The merger, which closed Dec. 3, 1996, enabled the companies "to reduce capital expenditures and maintain our competitive position," said Jean Gaulin, vice-chairman, president, and CEO.
Enron is declining comment on reports by Middle East Economic Survey (MEES) that it's seeking equity participation in the Ras Laffan LNG megaproject in Qatar-one of three LNG projects in Qatar slated to use gas reserves from its giant North field.
According to MEES, Enron sent a formal request to join Ras Laffan Liquefied Natural Gas Co. Ltd.'s Rasgas project in return for placing all gas sales with India, where Enron is advancing power projects using LNG (OGJ, Dec. 9, 1996, Newsletter).

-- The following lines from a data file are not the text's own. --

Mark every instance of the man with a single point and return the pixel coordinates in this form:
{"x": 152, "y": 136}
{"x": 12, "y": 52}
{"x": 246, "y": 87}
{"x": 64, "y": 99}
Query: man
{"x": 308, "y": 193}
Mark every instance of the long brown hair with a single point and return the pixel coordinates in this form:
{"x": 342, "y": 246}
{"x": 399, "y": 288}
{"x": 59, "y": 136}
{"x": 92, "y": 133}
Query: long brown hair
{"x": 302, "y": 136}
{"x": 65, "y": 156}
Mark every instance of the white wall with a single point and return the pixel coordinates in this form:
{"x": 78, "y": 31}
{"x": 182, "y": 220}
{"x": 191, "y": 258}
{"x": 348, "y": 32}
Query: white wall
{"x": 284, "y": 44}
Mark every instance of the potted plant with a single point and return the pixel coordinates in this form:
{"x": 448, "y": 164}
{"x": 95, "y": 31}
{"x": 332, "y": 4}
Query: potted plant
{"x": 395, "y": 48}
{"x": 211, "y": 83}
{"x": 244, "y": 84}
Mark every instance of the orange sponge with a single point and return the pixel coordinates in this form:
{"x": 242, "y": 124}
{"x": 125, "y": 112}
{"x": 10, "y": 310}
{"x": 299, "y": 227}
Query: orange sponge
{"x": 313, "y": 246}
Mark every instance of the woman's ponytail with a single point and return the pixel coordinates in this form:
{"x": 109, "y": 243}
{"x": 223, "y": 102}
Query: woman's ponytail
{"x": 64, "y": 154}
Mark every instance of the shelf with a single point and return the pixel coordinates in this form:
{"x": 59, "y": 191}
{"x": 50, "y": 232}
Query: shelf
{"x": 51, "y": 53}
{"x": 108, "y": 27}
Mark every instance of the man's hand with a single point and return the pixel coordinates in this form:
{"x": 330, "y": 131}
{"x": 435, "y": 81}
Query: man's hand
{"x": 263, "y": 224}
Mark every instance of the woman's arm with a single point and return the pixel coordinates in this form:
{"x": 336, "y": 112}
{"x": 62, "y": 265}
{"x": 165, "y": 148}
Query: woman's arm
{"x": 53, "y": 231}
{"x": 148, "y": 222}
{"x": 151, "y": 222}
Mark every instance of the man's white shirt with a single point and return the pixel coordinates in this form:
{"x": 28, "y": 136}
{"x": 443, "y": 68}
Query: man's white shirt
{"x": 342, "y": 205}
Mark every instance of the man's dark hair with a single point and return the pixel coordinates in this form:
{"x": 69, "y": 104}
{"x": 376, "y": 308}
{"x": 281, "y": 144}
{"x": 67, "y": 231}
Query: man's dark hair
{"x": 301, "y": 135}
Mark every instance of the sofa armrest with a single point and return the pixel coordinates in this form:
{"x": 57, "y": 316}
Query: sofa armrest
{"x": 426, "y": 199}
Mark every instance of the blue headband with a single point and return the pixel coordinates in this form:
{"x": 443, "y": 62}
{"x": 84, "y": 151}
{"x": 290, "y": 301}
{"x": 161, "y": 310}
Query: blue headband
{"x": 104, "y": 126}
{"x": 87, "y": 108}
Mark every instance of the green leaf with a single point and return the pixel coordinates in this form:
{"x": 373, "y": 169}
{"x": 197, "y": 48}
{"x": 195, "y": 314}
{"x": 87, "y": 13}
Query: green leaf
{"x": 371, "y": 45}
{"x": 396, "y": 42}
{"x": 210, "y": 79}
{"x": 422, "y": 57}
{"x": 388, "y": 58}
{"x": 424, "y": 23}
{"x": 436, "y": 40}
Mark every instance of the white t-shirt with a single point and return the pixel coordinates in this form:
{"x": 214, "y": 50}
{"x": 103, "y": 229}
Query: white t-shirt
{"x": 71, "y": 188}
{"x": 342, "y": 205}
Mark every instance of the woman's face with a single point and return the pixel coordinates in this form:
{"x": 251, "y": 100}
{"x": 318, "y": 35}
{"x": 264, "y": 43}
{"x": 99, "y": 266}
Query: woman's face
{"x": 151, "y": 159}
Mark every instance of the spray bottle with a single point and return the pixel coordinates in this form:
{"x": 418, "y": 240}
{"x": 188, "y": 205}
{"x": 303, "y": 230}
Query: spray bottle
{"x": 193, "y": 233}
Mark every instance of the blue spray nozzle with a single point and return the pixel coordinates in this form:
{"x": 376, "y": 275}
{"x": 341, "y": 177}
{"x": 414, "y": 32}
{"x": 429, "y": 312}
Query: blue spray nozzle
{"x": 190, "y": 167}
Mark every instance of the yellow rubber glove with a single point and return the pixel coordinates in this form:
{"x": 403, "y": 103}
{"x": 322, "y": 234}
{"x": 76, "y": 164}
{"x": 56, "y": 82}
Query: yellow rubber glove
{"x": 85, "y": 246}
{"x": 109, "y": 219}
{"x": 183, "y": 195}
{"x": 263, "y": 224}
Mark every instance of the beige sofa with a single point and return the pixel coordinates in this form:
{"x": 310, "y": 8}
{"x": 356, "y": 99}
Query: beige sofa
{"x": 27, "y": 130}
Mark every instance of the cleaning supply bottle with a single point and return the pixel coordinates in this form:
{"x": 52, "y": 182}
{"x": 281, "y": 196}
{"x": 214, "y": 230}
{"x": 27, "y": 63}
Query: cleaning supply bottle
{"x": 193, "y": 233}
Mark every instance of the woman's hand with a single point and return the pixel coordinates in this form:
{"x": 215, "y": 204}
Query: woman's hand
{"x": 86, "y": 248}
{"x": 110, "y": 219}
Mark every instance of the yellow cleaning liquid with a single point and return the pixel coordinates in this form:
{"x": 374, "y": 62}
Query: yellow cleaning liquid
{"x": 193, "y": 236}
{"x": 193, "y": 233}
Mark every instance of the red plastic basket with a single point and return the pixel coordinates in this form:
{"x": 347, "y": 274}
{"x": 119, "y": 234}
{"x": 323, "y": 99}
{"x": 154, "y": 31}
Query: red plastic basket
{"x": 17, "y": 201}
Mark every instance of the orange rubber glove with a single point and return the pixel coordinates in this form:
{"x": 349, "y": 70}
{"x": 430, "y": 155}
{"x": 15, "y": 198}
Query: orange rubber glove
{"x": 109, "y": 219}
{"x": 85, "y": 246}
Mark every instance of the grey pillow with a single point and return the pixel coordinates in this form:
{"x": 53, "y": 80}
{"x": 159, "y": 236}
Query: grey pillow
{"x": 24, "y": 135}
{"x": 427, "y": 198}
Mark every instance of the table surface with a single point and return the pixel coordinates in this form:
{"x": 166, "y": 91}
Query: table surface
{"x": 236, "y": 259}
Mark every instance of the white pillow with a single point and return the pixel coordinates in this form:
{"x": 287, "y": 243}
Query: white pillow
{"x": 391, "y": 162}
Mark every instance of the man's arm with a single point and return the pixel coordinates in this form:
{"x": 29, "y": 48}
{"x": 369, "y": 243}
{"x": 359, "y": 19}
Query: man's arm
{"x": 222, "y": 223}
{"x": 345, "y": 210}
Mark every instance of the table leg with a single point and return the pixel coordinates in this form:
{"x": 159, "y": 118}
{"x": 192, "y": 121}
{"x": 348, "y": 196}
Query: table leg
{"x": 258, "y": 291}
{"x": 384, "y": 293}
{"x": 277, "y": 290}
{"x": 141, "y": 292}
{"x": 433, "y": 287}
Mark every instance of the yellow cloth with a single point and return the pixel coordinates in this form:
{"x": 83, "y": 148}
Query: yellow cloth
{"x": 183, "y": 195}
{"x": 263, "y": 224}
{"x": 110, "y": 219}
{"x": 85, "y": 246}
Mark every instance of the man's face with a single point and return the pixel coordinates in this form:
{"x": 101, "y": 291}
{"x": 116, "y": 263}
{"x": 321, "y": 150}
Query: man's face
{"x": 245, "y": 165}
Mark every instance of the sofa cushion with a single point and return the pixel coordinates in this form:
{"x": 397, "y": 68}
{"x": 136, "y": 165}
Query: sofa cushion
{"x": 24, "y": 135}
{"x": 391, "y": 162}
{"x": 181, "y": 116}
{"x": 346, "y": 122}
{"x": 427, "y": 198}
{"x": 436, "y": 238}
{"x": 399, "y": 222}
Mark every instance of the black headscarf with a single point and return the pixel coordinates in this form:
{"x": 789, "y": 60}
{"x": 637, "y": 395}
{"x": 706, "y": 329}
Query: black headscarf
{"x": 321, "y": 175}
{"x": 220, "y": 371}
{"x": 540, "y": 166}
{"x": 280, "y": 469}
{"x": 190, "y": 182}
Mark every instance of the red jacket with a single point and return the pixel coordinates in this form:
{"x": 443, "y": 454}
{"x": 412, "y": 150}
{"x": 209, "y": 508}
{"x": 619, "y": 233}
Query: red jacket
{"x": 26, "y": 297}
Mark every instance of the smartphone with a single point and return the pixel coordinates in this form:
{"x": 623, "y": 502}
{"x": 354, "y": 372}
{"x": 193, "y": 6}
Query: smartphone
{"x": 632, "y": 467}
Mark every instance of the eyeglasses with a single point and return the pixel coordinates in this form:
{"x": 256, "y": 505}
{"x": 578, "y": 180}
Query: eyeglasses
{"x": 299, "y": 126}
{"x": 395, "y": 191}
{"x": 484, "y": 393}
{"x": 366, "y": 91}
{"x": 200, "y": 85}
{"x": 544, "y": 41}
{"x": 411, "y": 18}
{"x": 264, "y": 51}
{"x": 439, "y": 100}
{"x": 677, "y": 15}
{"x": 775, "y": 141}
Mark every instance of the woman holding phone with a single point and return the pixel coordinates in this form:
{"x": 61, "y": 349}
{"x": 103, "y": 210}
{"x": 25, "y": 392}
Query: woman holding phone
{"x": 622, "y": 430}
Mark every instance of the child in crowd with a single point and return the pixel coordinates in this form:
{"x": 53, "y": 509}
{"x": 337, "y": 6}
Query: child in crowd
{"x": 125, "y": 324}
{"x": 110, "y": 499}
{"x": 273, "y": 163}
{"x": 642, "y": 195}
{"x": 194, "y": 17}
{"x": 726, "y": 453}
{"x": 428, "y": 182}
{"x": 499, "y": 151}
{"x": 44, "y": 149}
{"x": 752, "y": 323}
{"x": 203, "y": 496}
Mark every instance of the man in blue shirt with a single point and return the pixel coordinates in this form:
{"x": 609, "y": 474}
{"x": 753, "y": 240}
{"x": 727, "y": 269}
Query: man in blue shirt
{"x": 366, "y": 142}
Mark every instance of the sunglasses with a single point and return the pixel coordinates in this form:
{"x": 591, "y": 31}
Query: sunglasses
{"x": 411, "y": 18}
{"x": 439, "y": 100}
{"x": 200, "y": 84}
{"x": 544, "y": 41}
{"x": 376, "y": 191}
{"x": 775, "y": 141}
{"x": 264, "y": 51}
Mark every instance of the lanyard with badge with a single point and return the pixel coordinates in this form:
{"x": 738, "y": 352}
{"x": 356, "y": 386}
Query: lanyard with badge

Rasgas is a joint venture of Qatar General Petroleum Corp. (QGPC) and Mobil.
Wire service reports cite QGPC officials saying talks were held with Enron in January. Enron reportedly planned to join Rasgas provided an agreement was signed before the end of February. Enron also reportedly held separate talks with Mobil and Japan's Itochu and Nissho Iwai.
Enron said only that it is continuing talks with QGPC to build a gas liquefaction complex as part of previously formed Qatar-Enron Liquefied Natural Gas Co. Qatargas is the third Qatari LNG megaproject that will use North field reserves, pegged at 380 tcf.
Meanwhile, reports from India quote Enron officials as saying the company plans to invest $10 billion on five to seven gas-fired power generation plants in northern and southern India and supply gas to various Indian states via pipeline. Enron, building a controversial 2,450-MW power plant at Dabhol in Maharashtra state, has come under fire from New Delhi recently for allegedly flouting environmental regulations and high power tariffs.
"Political uncertainties don't bother us anymore," Rebecca Mark, chairman and CEO of Enron International, was quoted as saying. "We have been through the worst of times in pushing through the Dabhol project."
Enron's ability to survive political uncertainties in the U.S. is being tested. On Feb. 14, the full Oregon Public Utilities Commission was slated to start public hearings on Enron's plan to merge with Portland General Corp.
So far, Enron's gotten less than a full blessing from OPUC's staff, which loaded the proposed merger with conditions Enron deemed unacceptable.
In Washington, D.C., FERC appears headed down the same road. NorAm Energy claims FERC is trying to frustrate plans to merge with Houston Industries (HI) by issuing an order requiring commission review under Section 203 of the Federal Power Act, although HI does not fall under FERC jurisdiction. Such delays may become commonplace, analysts say, as gas-electric mergers undergo their first tests in the regulatory arena this year (OGJ, Feb. 5, 1997, p. 19).
ARCO and Russian oil giant Lukoil have finalized their joint venture to invest as much as $5 billion in oil and gas projects in the former Soviet Union the next 5 years (OGJ, Sept. 23, 1996, Newsletter).
Plans call for spending as much as $400 million in 1997.
Elsewhere in the FSU, Turkmenistan and Azerbaijan are clashing over ownership of Caspian Sea oil. Turkmenistan says it owns Azeri oil field and part of Chirag field, both in a sector claimed by Azerbaijan.
In Russia's Siberia, the vast Priobskoye oil project-in which Amoco holds a key stake-is getting bogged down over lack of final parliamentary approval of production-sharing legislation. Bill is now is delayed over expected reshuffling of the government commission dealing with the issue.